I have used a variety of yarns. The lesser expensive ones include the Bernat Baby Jacquards (100% acrylic), like the Easter Egg color variations shown here. I also have used Knitcol Trends, which is 100% Lana Merino Virgin wool Superwash, and is more on the expensive side. It is lovely, but you also need to think about whether the child will be able to have a wool product on their skin. Both wash well. Also, both are self patterning, which means that those beautiful patterns come from the yarn itself and not by changing colors every so many stitches.
Let me make an observation about baby sweaters. They are, first of all, relatively small, and therefore not as intimidating as setting your cap to make a large adult sweater, which can be scarry and sometimes frustrating, coming out of the starting gate of sweater-making. You can learn about how to construct any size sweater by starting small, and if there are no "little ones" in your life at the moment, you can always donate them to a great cause. My personal favorite, Kent County Hospital's Blue Denim Ministries, is run by my friend and the Episcopal Archdeacon in Rhode Island, Robin Higbie for at-risk babies and their parents. They will gladly take any baby hats, sweaters and blankets that you want to send their way. Any other clothing donation center will be glad to take your sweaters, and it's a great feeling to know that, as you learn, you are helping others.
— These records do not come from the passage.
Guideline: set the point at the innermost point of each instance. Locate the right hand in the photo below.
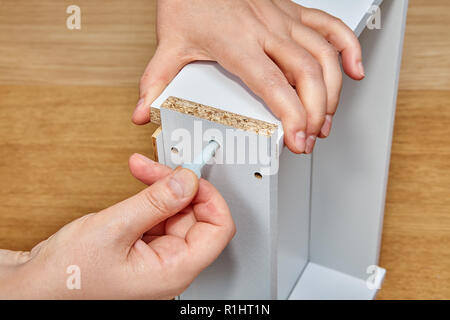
(285, 53)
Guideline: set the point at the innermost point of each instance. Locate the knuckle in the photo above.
(156, 202)
(315, 121)
(311, 68)
(328, 51)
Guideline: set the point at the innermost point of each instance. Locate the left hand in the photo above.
(150, 246)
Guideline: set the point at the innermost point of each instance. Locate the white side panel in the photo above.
(294, 182)
(321, 283)
(247, 268)
(350, 168)
(353, 12)
(210, 84)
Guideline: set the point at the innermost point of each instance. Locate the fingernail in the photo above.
(310, 142)
(144, 158)
(300, 141)
(182, 183)
(139, 106)
(326, 128)
(361, 69)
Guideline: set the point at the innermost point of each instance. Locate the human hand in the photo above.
(150, 246)
(287, 54)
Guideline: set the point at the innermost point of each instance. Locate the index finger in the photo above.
(214, 228)
(340, 36)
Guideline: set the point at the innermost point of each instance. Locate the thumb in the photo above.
(164, 66)
(165, 198)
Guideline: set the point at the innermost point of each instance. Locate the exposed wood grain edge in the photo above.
(220, 116)
(155, 135)
(155, 116)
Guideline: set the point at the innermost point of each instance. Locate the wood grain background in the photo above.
(66, 98)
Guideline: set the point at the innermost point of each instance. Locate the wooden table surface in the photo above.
(66, 99)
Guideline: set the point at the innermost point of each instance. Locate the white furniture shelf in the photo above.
(311, 230)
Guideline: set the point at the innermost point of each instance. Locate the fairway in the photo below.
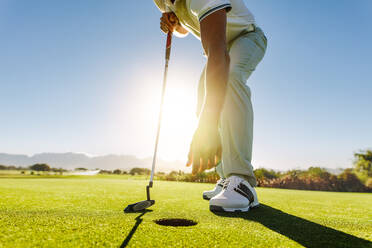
(88, 211)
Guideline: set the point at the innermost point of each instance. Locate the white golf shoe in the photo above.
(207, 195)
(237, 195)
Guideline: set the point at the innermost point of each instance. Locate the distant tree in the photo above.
(369, 183)
(139, 171)
(264, 174)
(318, 172)
(40, 167)
(105, 172)
(363, 163)
(349, 182)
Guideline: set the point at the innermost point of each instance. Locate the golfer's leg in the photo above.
(237, 116)
(201, 94)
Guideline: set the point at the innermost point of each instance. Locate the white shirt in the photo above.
(192, 12)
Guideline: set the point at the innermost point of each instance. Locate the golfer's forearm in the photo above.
(216, 82)
(180, 31)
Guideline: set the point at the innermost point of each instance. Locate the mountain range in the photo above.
(72, 160)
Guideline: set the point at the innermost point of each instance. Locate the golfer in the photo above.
(233, 45)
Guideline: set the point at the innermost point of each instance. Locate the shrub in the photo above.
(369, 183)
(40, 167)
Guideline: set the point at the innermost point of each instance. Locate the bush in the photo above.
(40, 167)
(369, 183)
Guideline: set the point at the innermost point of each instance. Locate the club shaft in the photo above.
(167, 56)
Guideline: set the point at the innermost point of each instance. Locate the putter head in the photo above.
(139, 206)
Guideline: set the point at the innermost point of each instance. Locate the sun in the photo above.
(178, 123)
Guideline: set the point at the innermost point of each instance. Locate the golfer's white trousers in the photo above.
(236, 121)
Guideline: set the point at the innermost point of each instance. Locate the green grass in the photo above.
(88, 211)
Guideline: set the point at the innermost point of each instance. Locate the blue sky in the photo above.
(85, 76)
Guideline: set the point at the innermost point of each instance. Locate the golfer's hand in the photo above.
(205, 150)
(169, 22)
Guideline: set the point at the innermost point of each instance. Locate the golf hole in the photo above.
(175, 222)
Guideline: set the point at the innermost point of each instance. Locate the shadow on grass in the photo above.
(134, 228)
(304, 232)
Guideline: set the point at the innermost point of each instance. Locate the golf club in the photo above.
(139, 206)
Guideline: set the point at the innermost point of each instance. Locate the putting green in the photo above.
(88, 211)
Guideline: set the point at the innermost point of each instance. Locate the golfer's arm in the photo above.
(180, 31)
(213, 36)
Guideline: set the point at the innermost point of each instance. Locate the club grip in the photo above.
(168, 46)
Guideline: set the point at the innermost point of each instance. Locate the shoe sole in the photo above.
(206, 197)
(215, 208)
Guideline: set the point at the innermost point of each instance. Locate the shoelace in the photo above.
(230, 184)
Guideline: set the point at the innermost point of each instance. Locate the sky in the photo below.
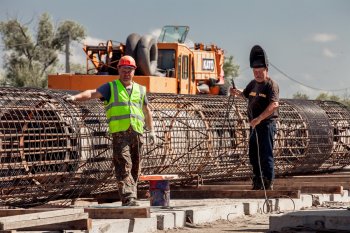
(307, 41)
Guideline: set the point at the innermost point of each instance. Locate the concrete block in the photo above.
(344, 197)
(213, 213)
(329, 219)
(179, 217)
(319, 199)
(251, 208)
(143, 225)
(293, 204)
(110, 225)
(164, 220)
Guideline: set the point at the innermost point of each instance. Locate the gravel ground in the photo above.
(245, 224)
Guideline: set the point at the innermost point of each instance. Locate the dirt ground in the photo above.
(245, 224)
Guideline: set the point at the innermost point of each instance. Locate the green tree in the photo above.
(231, 71)
(325, 96)
(300, 96)
(31, 57)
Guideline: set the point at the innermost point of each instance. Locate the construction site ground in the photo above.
(315, 202)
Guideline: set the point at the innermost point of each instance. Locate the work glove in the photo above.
(69, 98)
(152, 137)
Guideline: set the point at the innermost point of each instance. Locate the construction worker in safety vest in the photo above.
(263, 102)
(127, 111)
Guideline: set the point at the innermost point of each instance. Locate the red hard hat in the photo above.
(127, 61)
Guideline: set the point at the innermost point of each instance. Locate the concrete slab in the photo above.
(110, 225)
(179, 215)
(344, 197)
(164, 220)
(198, 215)
(143, 225)
(335, 219)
Here, by the way are some more pretty hats that went to Blue Denim Ministries!
Second, it doesn't take an outrageous amount of yarn to make a baby size sweater, so go for it! At most, you are looking at 3 or 4 small skeins of yarn, and it's a great time to try some of those fabulous yarns that you have been holding on to. Third, and this is also great if you are planning to donate your finished project to a good cause, ask your knitting buddies if they would like to share in the fun by going through their stash and either knitting along with you or donating some yarn to the cause. Working together is fun, helps to share the task and gets more to those who need it a lot quicker. And in the end, you have also added to your community store of knowledge.
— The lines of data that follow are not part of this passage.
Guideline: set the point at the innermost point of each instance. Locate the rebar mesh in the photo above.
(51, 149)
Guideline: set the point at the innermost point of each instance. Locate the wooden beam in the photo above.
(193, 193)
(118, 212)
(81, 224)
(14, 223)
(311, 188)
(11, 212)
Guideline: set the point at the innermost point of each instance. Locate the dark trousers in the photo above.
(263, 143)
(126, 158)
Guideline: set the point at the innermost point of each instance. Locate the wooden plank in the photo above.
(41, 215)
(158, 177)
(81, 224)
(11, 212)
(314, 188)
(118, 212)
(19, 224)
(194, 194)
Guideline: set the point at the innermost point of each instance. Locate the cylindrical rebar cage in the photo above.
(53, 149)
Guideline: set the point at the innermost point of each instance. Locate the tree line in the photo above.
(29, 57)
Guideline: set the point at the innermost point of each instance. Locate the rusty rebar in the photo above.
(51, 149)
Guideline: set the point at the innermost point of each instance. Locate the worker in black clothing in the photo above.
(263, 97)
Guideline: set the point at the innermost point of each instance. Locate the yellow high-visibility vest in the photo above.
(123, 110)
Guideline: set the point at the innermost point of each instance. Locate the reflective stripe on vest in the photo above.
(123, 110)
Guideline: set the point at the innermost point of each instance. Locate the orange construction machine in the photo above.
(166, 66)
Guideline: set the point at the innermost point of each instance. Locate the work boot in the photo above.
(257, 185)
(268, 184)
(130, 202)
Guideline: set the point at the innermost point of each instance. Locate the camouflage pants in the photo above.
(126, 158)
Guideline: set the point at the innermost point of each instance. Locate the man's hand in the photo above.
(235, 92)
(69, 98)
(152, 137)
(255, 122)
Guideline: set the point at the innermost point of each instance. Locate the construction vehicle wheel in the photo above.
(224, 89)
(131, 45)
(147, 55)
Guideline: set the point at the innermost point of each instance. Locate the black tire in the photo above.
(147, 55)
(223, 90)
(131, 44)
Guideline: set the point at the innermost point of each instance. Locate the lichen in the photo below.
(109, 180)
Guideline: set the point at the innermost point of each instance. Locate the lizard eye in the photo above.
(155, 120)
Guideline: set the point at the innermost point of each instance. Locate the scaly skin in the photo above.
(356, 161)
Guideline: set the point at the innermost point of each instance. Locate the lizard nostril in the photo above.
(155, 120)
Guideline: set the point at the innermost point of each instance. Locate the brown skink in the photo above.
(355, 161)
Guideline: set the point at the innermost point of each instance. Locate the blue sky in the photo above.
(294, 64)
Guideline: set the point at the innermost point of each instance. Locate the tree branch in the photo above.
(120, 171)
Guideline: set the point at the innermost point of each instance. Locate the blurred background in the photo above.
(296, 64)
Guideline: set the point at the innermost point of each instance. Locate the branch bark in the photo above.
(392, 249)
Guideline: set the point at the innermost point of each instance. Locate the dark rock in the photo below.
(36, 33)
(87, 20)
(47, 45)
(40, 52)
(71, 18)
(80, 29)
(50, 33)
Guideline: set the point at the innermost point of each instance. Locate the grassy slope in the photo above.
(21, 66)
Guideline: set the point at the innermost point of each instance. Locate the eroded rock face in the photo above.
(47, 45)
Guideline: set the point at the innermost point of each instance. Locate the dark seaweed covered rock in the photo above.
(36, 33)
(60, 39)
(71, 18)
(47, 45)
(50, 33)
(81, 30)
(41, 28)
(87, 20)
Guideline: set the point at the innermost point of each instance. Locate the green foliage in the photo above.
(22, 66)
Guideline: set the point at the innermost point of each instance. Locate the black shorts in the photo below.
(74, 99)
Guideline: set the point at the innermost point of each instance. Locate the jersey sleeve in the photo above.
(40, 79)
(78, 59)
In our Tuesday night knitting group, Knit Happens, we are always interested in charities that we can apply our talents to. Sue, our fearless leader, is willing to consider any idea that will help others. We have made baby hats, ladies scarves, booties-- you name it and it's been done. My sister, Judith, spends a considerable amount of time making adult size sweaters and they are then donated to a local shelter. The director there commented how wondeful that is because often there are not that sort of donations for adults and they are very, very well appreciated! My Tuesday morning Knitting Ministry Group at the Cathedral of Saint John (http://www.cathedralofstjohn.org/) is always working on something for babies, adults, the Navy Project, the Army Project-- well, you get the idea!
Have a great day!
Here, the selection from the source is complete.